I wish I could have come here as a passenger in Mama’s car. I wish I were five, or ten, or even fifteen, but I wish we had come here together. I would have put my hand out the window and let it ride the wind, begging her to look, getting her to smile. I would have told her then that none of what happened was her fault. That she could hold my hand and talk to me and that she wouldn’t get hurt for loving me.
I would have told you this, Mama, for us both. But chaos,
that was what you knew.
I have pulled over to look at the vista that you described to me, the ranch that you loved: the rows of paddocks, the windbreak of cypress trees, the three smooth-planed riding rings, the rebuilt barns, and the corrals, the rock teetering at the edge of the property. All of it held together by the surrounding hills, like a bowl made of two cupped hands. It is early July, but the sun is still gentle with its heat. The sweet odor of hay and horses hangs in the air.

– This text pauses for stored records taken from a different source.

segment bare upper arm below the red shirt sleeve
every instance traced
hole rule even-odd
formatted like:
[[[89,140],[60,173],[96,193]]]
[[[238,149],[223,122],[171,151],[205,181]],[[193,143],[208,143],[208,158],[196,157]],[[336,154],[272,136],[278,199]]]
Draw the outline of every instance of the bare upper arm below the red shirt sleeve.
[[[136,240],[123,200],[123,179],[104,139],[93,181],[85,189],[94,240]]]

I pull down under the wrought-iron archway that still reads LEANING ROCK EQUESTRIAN and park the truck, alongside a car that could very well belong to Robin Sharpe; Mrs. Keating kept her on for continuity’s sake. Walking down the driveway, toward the school horse corral, I wonder who might recognize my amber eyes, this brown hair, the sun-thickened freckles over my nose. You wrote that I have my father’s eyes. That my height is his, as I have always suspected, but it is also that of a hog farmer, hopefully long dead by now.
Which stories we honor, you said, that is the difference between being kept and being free.
When I find him, he is stealing time in the shade, alone, as I so often have, whittling balsa, or maybe oak, with a pocketknife.
When he looks up, I suspect he will have that tic of cordiality—the standard wave, the half-formed smile—that working a ranch demands. I will wait. I won’t respond, but after one or maybe three heartbeats, he might ask, “Do I know you?”
“No,” I’ll say. “But twenty-two years ago, you and Mama, you buried an animal together, a fox, up in the hills.” I’ll look toward the summit, beyond his house. “She told me you helped her that day, that you held her hand while she said a kind of prayer.” I might see recognition in his eyes then, his mouth gently open. “She told me you said a prayer for the little boy, too, that you cried together. You helped her that day and then again, months later. She blamed herself for that fire. And she said you were probably living with a similar kind of guilt.”